When the priests at Lalibela told World Monuments Fund about pieces of rock falling from the ceiling during the elaborate singing and dancing at the Timkat celebration of Epiphany, the Zamani Project was invited to scan in the most sacred part of the church where King Lalibela was buried.

“Usually, this area is closed to all but one or two priests,” said Battle.

It is a chapel that is carved underground, part of which is below a courtyard area. The morphology of the structure is complex, but Battle explained that by connecting all of Zamani’s created models of the site, they were able to understand not just the individual models, but also see for the first time how they fit together as a whole. This proved invaluable, giving insight into an area of roughly 30 cm of rock in between the top of the arch and the floor of the courtyard above, which was unstable.

“That was a revelation that changed how we did conservation in that particular area of the site. Without using the LiDAR [light detection and ranging] scanning techniques that Zamani uses, it would have been very difficult to establish that.”

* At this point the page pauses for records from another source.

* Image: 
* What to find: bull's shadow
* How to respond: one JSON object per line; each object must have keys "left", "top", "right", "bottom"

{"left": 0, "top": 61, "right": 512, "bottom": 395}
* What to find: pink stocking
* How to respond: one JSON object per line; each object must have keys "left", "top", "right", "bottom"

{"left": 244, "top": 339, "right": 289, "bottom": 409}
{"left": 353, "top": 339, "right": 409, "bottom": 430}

Identity, laser scans and CGI

In August 2019 the Zamani Project team documented the House of Wonders in Stone Town, Zanzibar. This structure was built in 1883 for the second sultan of Zanzibar, Barghash bin Said.

In its day the House of Wonders was a celebration of modernity: it was the first building in Zanzibar to have electricity and the first in East Africa to have an elevator. It exhibited innovative architecture, using steel beams and concrete slabs to create high ceilings and hanging floors.

Friedrich Klütsch, a documentary filmmaker and the director of film company DEMAX, worked on site with the Zamani Project team for 10 days. DEMAX is producing a film series about the exchange that occurred between the Sultanate of Oman and East Africa over the centuries and is using the House of Wonders as a virtual exhibition space for the elements of this exchange.

“The House of Wonders is in great danger and is falling apart. It’s been neglected … [and] part of it has already come down,” Klütsch explained.

Animation of the 3D model of the House of Wonders in Stone Town, Zanzibar, comprising about 600 laser scans and 9 000 photos, completed in cooperation with a documentary team from DEMAX TV.

DEMAX is importing the Zamani Project’s data into software programmes to create 3D computer-generated imagery (CGI) for their film series.

“This is the first time we are using LiDAR scanning to this extent,” said Klütsch.

He hopes to establish a connection between the modern audience and history and heritage through his films.

Klütsch explained his choice to work with the Zamani Project: “I think their experience in working in Africa is essential. And they are using state-of-the-art equipment – we knew that from the technical side we would get what we needed.”

With their expertise in cutting-edge spatial mapping technology, the Zamani Project team will continue to work towards their vision of a society in which current and future generations have access to, and protect, African and international cultural heritage.